Si bien es cierto que es importante que se trate este tema, quizás cae en el tópico (que aunque es real no deja de ser un tópico) de que las personas con anorexia son extremadamente delgadas. Es decir, claro que las hay, pero no todas llegan a un peso tan bajo. La anorexia se puede leer en el físico, sí, pero es una enfermedad mental y tal vez deberían haber concedido más relevancia a este punto (punto en el que también falló 13 reasons, a mi parecer). 


Esta película muestra una dura realidad, sin llegar a lo macabro pero sin tapujos, incluso a veces con cierta ironía. Me habría gustado que profundizara más, cuando acaba todavía siento por dentro las ganas de ver más, de saber más. De todos modos creo que cumple su objetivo primero, que es poner sobre la mesa una enfermedad horrible de la que apenas se habla en el cine. 

En las actuaciones destaco a Lily Collins y a Alex Sharp (Luke), que interpreta a un bailarín de ballet que comenzó a bajar de peso después de su lesión de rodilla y que vive en la misma casa que Ellen. Como contraparte negativa quizás sea Keanu Reeves, en su papel de doctor, el que menos consigue transmitir (ya sabemos que no es un actor al que se le reconozca precisamente por ser muy expresivo).

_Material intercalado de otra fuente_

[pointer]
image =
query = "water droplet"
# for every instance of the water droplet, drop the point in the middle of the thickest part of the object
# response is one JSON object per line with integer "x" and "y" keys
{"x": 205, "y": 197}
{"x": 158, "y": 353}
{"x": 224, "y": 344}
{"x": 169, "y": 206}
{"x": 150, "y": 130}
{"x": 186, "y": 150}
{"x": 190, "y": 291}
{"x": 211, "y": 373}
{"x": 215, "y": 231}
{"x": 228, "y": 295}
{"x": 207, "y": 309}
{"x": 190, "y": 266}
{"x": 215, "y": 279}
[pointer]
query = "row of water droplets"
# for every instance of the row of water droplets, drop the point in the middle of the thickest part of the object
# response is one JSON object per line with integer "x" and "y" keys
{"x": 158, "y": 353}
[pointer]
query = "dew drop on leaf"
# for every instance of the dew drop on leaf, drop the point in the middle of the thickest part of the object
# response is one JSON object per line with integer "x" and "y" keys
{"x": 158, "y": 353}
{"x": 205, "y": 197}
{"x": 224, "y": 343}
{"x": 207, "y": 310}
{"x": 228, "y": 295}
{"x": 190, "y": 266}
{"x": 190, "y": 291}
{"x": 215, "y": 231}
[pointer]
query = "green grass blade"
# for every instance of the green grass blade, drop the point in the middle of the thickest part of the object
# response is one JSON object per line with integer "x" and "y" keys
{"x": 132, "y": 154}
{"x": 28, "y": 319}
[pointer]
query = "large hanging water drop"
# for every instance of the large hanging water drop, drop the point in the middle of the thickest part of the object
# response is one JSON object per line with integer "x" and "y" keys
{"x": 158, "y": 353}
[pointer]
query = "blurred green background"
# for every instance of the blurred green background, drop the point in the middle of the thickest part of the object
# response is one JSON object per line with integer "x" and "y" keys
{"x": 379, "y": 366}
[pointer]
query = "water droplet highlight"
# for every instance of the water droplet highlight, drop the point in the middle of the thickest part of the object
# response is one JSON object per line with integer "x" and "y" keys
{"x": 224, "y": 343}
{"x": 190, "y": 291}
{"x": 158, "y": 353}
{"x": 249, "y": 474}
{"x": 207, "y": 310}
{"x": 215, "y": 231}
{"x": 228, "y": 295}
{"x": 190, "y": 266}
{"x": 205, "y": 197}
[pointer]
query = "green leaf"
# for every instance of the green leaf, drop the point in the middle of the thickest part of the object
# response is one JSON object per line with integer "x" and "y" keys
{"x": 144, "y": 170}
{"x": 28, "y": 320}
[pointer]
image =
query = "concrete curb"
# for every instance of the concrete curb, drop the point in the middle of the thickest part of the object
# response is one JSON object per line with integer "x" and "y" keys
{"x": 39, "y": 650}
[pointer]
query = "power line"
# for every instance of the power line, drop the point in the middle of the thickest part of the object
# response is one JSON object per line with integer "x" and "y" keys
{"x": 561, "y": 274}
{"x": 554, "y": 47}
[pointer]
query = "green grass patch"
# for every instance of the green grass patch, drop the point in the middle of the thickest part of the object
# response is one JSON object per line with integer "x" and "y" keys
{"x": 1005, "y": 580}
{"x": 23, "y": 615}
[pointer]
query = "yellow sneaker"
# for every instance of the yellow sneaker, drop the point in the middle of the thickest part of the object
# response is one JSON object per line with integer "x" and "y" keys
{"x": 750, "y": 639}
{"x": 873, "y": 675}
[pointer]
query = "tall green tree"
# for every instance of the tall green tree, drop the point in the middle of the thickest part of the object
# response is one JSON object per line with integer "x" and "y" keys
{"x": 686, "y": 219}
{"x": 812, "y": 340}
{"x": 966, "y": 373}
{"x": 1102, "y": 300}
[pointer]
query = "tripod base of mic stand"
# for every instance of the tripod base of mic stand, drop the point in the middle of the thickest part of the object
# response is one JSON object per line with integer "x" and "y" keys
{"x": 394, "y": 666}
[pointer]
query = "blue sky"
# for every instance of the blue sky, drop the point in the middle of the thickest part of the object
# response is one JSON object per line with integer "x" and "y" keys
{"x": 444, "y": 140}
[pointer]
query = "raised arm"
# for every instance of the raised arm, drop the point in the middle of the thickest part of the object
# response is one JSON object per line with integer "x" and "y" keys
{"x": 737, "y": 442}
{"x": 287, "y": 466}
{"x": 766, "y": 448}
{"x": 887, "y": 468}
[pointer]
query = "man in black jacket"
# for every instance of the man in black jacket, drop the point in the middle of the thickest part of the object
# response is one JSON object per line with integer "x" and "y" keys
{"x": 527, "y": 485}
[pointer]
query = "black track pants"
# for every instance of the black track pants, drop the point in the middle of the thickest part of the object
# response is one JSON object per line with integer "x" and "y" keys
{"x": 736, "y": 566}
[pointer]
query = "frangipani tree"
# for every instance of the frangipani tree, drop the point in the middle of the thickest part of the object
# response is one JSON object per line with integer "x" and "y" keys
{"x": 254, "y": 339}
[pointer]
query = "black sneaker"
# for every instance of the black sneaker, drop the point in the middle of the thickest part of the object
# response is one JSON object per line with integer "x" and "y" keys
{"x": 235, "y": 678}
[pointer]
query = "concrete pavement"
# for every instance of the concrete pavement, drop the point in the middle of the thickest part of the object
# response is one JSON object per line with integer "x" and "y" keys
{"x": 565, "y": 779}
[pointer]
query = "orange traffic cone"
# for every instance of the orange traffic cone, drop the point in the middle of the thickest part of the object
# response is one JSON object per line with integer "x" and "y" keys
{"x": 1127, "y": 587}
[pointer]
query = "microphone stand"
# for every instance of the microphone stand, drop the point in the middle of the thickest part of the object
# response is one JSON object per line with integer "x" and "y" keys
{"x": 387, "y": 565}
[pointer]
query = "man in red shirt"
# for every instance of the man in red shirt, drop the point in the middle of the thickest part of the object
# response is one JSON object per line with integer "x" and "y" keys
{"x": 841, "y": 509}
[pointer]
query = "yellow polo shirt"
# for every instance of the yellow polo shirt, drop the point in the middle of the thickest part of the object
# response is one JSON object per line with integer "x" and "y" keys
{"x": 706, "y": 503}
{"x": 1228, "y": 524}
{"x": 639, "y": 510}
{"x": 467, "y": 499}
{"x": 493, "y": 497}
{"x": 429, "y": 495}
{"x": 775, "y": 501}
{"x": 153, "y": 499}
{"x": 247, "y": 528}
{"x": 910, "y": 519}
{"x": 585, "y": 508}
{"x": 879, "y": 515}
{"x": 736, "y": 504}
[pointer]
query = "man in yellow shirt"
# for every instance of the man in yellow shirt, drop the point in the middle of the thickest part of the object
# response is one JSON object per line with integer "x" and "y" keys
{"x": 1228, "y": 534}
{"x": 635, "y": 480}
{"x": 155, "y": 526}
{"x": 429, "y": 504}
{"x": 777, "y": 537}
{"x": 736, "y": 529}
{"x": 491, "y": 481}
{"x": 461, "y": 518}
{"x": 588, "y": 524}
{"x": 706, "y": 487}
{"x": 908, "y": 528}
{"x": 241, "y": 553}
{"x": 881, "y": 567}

En definitiva, no es una película brillante ni perfecta, pero sí necesaria. Necesitamos nuevas voces que se atrevan a plasmar este tipo de enfermedades en la gran pantalla para que dejen de ser temas tabú y se abra un camino de entendimiento y aprendizaje. Los trastornos alimenticios existen y cuanto más sepamos sobre ellos más podremos prevenir y curar.


Aprovecho para recomendar un libro titulado Niños perdidos, libro autobiográfico de la periodista María Casas que trata sobre su lucha contra la anorexia y la bulimia durante 15 años de su vida. 
Hoy en día se dedica a dar charlas y conferencias sobre esta enfermedad para ayudar a otras personas a superarla.
Conozco a María desde muy pequeña y comprendí muchas cosas sobre ella y su familia después de leer su novela, es desgarradora, esperanzadora, necesaria. 
Espero pronto podremos traer una reseña de este libro (y una entrevista con la autora).